One of the biggest thieves is the prioritization view, as I mentioned above.
This is a screenshot from a customer’s live production environment, when loading the prioritization view. All this time, these 1.7 minutes, you see the text “There are no discounts.” on the screen. And then 2 minutes later a whole bunch of them appear, even the inactive ones.
New in Commerce 10.6
A feature that was added in Commerce 10.6 (I could be wrong, but a fairly new feature there around) was that in the start page view of Marketing, you can see the number of total orders a discount has been redeemed on. There is still the “Redemptions” count, but the difference is that one order can have the same discount redeemed multiple times, so in the case of entry level discounts, the Redemptions and Total Orders numbers can differ.

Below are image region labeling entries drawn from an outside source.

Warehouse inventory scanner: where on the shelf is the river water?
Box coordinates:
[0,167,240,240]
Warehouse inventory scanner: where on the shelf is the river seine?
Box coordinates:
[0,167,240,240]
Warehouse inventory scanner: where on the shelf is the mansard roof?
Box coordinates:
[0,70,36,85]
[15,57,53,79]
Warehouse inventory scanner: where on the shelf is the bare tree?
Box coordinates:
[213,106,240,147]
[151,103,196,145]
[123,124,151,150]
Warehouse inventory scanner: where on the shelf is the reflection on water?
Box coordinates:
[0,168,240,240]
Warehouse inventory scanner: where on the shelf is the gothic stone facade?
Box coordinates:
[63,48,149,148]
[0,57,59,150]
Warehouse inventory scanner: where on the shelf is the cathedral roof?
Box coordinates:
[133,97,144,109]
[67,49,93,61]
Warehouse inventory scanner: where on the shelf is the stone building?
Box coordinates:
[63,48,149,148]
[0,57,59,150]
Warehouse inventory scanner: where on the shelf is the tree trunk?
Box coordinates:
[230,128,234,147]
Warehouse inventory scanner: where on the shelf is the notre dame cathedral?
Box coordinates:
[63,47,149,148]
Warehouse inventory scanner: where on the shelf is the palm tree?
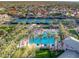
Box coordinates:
[47,32,51,48]
[39,34,43,47]
[54,34,59,50]
[54,34,59,55]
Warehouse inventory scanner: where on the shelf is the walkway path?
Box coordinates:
[58,50,79,58]
[58,37,79,58]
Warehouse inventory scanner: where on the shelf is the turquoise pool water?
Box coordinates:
[29,32,60,45]
[13,18,52,23]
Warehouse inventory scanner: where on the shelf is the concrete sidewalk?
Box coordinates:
[58,37,79,58]
[58,50,79,58]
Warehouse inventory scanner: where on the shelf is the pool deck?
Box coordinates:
[58,37,79,58]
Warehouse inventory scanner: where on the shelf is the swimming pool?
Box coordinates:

This led to the starting view in Marketing taking over 80 seconds to load.
While this was loading, the user saw a blank screen, with the filtering on the left.
Of course, this new incredible load time is reported as a bug to epi as I write this, but I still wanted to include it here for the single reason of promoting a product that takes into consideration not only the best test case, but a system that has been running for years and has had daily discounts almost every day. A product to make the experience as good for end users as for content creators.
We need to think UX for admins too. We need a QA process that makes sure releases/features consider the UX for content editors in Commerce, especially when the UI is freshly made and fairly modern. But, as I started this with, UX is more important than pure UI.